La Struttura di missione Pnrr della Presidenza del Consiglio dei Ministri ha emanato il primo decreto operativo per l’erogazione dei contributi alle farmacie rurali ammesse al finanziamento del Piano nazionale di ripresa e resilienza, nell’ambito del bando 2025/2026. Il provvedimento, adottato dall’Ufficio V della Struttura sotto la direzione del direttore Generale Stefano Vicalvi, autorizza il trasferimento di risorse a favore di 195 soggetti beneficiari, per un importo complessivo di 4.365.574 euro. L’intervento rientra nella Missione 5 “Inclusione e Coesione”, Componente 3 “Interventi speciali per la coesione territoriale”, per consolidare le strutture sanitarie di prossimità.
Iter procedurale e verifiche di legge
Il percorso amministrativo ha avuto origine con la pubblicazione dell’Avviso pubblico approvato con decreto del direttore Generale dell’Ufficio V, n. 9 del 25 marzo 2025. A seguito della presentazione delle domande, il decreto n. 40 del 6 novembre 2025 aveva ammesso a finanziamento 212 progetti. L’istruttoria successiva ha portato alla definizione della lista dei beneficiari idonei all’erogazione. Sono state effettuate tutte le verifiche previste, inclusi i controlli sul rispetto dei massimali “de minimis” e il divieto di cumulo degli aiuti attraverso il Registro nazionale degli aiuti di stato (Rna).
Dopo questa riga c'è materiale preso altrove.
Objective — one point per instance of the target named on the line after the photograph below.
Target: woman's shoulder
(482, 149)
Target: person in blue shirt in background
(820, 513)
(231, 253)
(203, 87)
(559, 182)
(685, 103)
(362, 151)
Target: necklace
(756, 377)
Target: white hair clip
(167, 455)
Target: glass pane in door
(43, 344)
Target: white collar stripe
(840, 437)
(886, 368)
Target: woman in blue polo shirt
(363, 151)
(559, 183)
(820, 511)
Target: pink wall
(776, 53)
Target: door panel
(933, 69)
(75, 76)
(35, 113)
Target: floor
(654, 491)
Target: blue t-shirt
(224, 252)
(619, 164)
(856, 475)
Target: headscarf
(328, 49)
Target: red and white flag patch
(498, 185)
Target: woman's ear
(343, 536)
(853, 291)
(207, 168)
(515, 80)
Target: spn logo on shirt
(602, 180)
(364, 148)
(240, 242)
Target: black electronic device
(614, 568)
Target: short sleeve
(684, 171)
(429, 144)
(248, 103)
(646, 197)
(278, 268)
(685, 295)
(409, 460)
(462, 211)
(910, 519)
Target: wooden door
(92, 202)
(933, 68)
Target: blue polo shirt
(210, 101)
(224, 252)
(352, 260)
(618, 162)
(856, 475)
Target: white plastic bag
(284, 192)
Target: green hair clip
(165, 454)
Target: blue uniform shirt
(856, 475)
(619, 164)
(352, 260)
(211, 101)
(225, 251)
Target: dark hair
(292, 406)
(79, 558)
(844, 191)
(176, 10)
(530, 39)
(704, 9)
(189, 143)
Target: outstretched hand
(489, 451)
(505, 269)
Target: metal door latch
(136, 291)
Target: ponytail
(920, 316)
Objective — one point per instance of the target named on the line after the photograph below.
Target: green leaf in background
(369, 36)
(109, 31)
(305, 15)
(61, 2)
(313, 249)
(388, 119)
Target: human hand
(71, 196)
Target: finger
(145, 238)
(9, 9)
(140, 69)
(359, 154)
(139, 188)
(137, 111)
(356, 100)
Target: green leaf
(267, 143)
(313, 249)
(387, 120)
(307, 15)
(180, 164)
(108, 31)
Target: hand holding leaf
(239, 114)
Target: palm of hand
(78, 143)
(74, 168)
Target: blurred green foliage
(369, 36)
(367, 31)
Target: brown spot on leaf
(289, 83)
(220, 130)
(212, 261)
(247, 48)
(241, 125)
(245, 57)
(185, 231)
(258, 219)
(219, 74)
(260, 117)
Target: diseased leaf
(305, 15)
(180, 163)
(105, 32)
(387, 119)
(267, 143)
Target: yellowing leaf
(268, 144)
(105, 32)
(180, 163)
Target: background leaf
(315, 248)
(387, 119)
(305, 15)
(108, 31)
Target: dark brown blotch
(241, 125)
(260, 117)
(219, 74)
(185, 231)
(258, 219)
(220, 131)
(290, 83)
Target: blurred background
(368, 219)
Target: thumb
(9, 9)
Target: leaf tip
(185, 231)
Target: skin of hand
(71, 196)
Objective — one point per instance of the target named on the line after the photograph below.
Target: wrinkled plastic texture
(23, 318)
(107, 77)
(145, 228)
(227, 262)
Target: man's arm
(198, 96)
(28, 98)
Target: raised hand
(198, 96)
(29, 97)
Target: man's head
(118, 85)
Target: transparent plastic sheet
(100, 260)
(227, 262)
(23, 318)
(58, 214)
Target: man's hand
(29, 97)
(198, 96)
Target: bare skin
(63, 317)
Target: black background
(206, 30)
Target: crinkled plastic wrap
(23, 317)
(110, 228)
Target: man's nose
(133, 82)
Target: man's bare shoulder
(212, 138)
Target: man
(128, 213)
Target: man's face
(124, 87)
Farmacie presidio per l’accesso ai servizi sanitari
Tommaso Foti, ministro per gli Affari europei, il Pnrr e le politiche di coesione, ha sottolineato che «prosegue l’attuazione del Pnrr per rafforzare la sanità di prossimità e per assicurare servizi essenziali ai cittadini. Con la pubblicazione del primo decreto di erogazione prosegue l’attuazione di una misura strategica del Pnrr per rafforzare la sanità di prossimità e per assicurare servizi essenziali ai cittadini. Le farmacie rurali rappresentano un presidio fondamentale per garantire l’accesso ai servizi sanitari nei territori più fragili e nelle aree interne».